James Brett Stuart of Castle Rock, Colorado, a stockbroker previously registered with Richfield Orion International Inc., was barred from associating with any Financial Industry Regulatory Authority (FINRA) member in any capacity because he failed to create and implement a supervisory system designed to comply with securities laws and FINRA rules; he failed to supervise stockbrokers’ trading in customer accounts at Richfield Orion International Inc.; and he refused to appear for testimony in a FINRA investigation into his activities. Department of Enforcement v. James Brett Stuart, Default Decision No. 2019062948102 (March 15, 2024).
According to the Decision, Stuart’s written supervisory procedures were deficient for monitoring and preventing excessive trading. The procedures provided no clear guidelines for calculating turnover rates and cost-to-equity ratios, which are important metrics for identifying excessive trading activities.

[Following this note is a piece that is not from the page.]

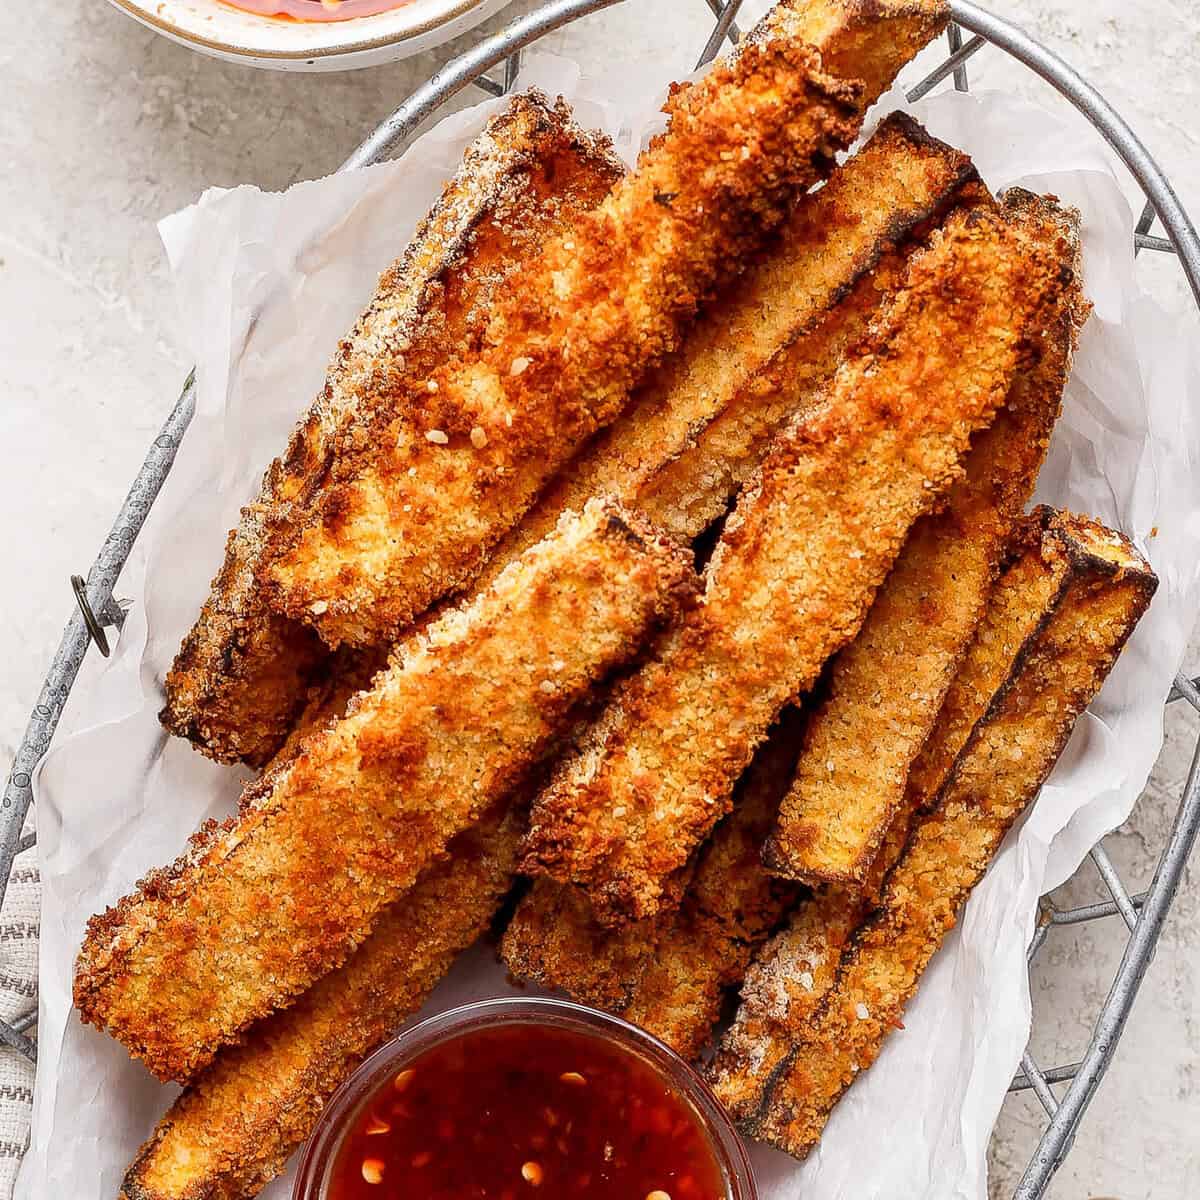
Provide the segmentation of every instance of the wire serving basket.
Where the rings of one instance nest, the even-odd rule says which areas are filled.
[[[580,17],[621,2],[550,0],[514,21],[453,59],[417,88],[376,127],[340,169],[368,166],[394,156],[427,118],[468,86],[490,96],[504,95],[516,80],[521,52],[527,46]],[[704,3],[715,23],[697,66],[711,61],[727,40],[736,42],[740,36],[737,14],[742,0],[704,0]],[[1135,253],[1146,249],[1175,255],[1200,305],[1200,238],[1170,182],[1121,116],[1072,67],[1010,22],[968,0],[949,0],[949,6],[953,21],[947,31],[947,56],[909,90],[908,100],[919,100],[951,78],[958,90],[968,90],[968,60],[984,47],[992,47],[1016,59],[1079,109],[1128,168],[1145,196],[1145,206],[1134,234]],[[497,67],[503,72],[499,79],[488,74]],[[1156,220],[1165,236],[1152,232]],[[76,611],[67,623],[30,715],[0,805],[0,901],[8,885],[13,860],[35,843],[34,834],[22,832],[33,801],[33,772],[50,746],[89,646],[94,644],[107,656],[109,644],[105,631],[109,628],[119,630],[124,621],[124,612],[113,599],[113,587],[171,470],[194,411],[194,380],[189,376],[151,444],[86,580],[78,575],[71,578]],[[1200,679],[1189,679],[1184,675],[1176,679],[1167,703],[1180,700],[1200,714]],[[1130,894],[1103,845],[1098,844],[1091,851],[1091,858],[1110,899],[1066,909],[1043,900],[1042,919],[1029,947],[1030,962],[1050,929],[1057,925],[1077,925],[1119,916],[1127,927],[1128,940],[1082,1056],[1077,1061],[1049,1068],[1035,1062],[1028,1050],[1022,1058],[1021,1072],[1013,1080],[1010,1091],[1032,1090],[1045,1109],[1047,1119],[1037,1149],[1014,1193],[1014,1200],[1038,1200],[1043,1196],[1055,1171],[1069,1153],[1075,1130],[1116,1052],[1198,834],[1200,732],[1171,832],[1149,888]],[[29,1031],[36,1021],[36,1008],[11,1023],[0,1021],[0,1044],[35,1059],[37,1047]],[[1060,1090],[1056,1090],[1056,1085]],[[1065,1085],[1065,1089],[1061,1085]]]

Also, after Regulation Best Interest (Reg BI) became effective, Stuart failed to update these procedures to align with the new regulatory standards, failing to ensure the securities broker dealer’s compliance with investor protection rules.
FINRA noted specific instances of Stuart’s failure to supervise trading activities in customer accounts. Despite receiving over 500 alerts from the securities broker dealer’s clearing house indicating excessive trading, Stuart failed to take investigative or corrective steps. This caused the continuation of excessive trading practices, resulting in customer losses and excessive commissions.
For example, over a period of two and a half years, 900 trades were executed in a 62-year-old customer’s account, leading to customer losses exceeding $368,000.00 and total costs of $236,500.00. Stuart’s failure to supervise enabled these excessive trading activities without intervention, despite multiple alerts indicating a problem.
Another account was held by a 77-year-old retiree with a moderate risk tolerance, who did not seek an actively traded account. 102 trades were made within a year, generating an annualized cost-to-equity ratio of 31 percent and resulting in customer losses. Like the first customer’s account, this account received numerous alerts for excessive trading, which Stuart disregarded.
Therefore, Stuart violated FINRA Rules 3110 and 2010.
The Decision stated that Stuart refused to appear for testimony under FINRA Rule 8210, despite multiple requests and scheduled dates for testimony. His refusal obstructed FINRA’s ability to conduct an investigation into the supervisory failures and the harm caused to customers because of excessive trading.
Stuart was associated with Richfield Orion International Inc. in Castle Rock, Colorado from December 10, 2007, to November 3, 2022.